Testing this function, you need to not only give it a goodList or a badList but also an m:

- testcount2 (goodList, 4);
> val it = true : bool
- testcount2 (badList, 4);
> val it = false : bool
- testcount2 (badList, 3);
> val it = false : bool

It's important that this function doesn't just compare n = m, since in badList, that'd result in agreeing that badList is 3 elements long, since n = m is true for each iteration in all Cons cases. This is helped in the two Nil cases that require us to have reached 0 and not e.g. ~1 as is the case for badList.

This function can also be wrapped inside test to hide the fact that we feed it an extra argument derived from the 'a lenlist itself:

fun size Nil = 0
  | size (Cons (n, _, _)) = n

fun test xs = testcount2 (xs, size xs)

Some morals so far:

Sometimes it is necessary to create helper functions to solve your initial problem.
Those helper functions are not restricted to have the same type signature as the function you deliver (whether this is for an exercise in school, or for an external API/library).
Sometimes it helps to extend the type that your function returns.
Sometimes it helps to extend the arguments of your functions.
Just because your task is "Write a function foo -> bar", this does not mean that you cannot create this by composing functions that return a great deal more or less than foo or bar.

Now, for some hints for solving this on binary trees:

Repeating the data type,

datatype 'a bin_tree = 
    Leaf of 'a
  | Node of 'a bin_tree    (* left tree *)
           * int           (* size of left tree *)
           * int           (* size of right tree *)
           * 'a bin_tree   (* right tree *)

You can start by constructing a skeleton for your function based on the ideas above:

fun testcount3 (Leaf x, ...) = ...
  | testcount3 (Leaf x, ...) = ...
  | testcount3 (Node (left, leftC, rightC, right), ...) = ...

I've embedded som hints here:

Your solution should probably contain pattern matches against Leaf x and Node (left, leftC, rightC, right).
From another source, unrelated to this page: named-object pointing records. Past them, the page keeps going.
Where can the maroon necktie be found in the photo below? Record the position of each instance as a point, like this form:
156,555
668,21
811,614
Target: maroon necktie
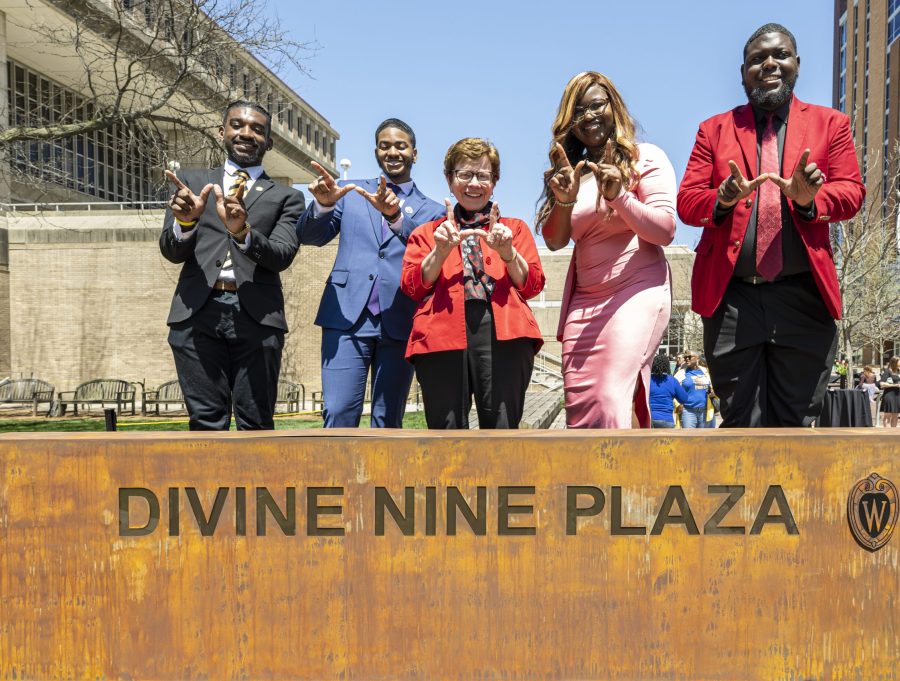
768,210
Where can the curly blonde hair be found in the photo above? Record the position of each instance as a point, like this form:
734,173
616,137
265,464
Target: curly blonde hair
626,150
471,148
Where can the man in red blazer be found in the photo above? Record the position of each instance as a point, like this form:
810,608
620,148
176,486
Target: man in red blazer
764,180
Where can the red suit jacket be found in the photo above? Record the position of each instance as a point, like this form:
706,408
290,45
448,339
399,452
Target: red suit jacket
732,136
440,320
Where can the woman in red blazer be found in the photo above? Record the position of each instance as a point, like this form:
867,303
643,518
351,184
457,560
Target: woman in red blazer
471,273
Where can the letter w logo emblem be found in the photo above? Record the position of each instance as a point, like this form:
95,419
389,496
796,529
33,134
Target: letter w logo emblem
872,510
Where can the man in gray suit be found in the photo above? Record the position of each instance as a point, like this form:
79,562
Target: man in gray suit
227,323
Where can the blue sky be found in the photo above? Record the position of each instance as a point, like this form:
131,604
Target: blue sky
497,70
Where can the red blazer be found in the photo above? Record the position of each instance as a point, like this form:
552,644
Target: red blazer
440,320
732,136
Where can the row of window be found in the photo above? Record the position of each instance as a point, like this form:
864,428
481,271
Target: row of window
239,80
120,163
893,21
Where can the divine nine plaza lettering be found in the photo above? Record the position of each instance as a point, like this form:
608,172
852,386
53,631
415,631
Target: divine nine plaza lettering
432,511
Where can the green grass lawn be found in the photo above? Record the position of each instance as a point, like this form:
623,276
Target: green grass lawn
414,420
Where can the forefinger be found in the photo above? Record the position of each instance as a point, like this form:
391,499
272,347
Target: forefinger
610,151
559,157
173,178
450,217
322,172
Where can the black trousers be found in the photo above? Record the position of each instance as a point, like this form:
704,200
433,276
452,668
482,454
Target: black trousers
496,372
224,359
770,348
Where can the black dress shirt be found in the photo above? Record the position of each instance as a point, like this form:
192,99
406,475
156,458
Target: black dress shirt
793,253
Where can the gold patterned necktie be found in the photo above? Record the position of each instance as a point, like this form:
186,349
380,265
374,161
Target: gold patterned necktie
241,177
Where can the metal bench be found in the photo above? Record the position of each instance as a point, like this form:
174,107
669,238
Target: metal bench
540,409
291,394
169,393
31,391
100,391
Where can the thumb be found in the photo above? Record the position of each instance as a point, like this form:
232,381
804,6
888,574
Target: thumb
758,180
778,180
204,193
735,171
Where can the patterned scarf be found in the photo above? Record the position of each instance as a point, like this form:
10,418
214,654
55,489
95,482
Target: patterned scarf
477,283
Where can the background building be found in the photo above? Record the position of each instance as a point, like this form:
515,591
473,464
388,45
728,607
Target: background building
867,248
866,53
84,292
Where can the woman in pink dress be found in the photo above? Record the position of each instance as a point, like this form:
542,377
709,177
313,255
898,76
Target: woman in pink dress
615,199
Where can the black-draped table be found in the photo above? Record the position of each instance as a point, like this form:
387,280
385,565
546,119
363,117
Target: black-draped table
845,408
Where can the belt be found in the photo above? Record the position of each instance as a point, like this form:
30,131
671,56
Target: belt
755,281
And given the "extra argument" type of solution (which at least proved nice for lists, but we'll see) needed two Leaf x cases. Why was that?
If, in the case of lists, the "extra argument" m represents the expected length of the list, then what would an "extra argument" represent in the case of trees? You can't say "it's the length of the list", since it's a tree. How do you capture the part where a tree branches?
If this is still too difficult, consider solving the problem for lists without copy-pasting. That is, you're allowed to look at the solutions in this answer (but try not to), but you're not allowed to copy-paste code. You have to type it if you want to copy it.
As a start, try to define the helper function size that was used to produce test from testcount2, but for trees. So maybe call it sizeTree to avoid the name overlap, but other than that, try and make it resemble. Here's a skeleton:

fun sizeTree (Leaf x) = ...
  | sizeTree (Node (left, leftC, rightC, right)) = ...

Sticking testcount3 and sizeTree together, once written, should be easy as tau.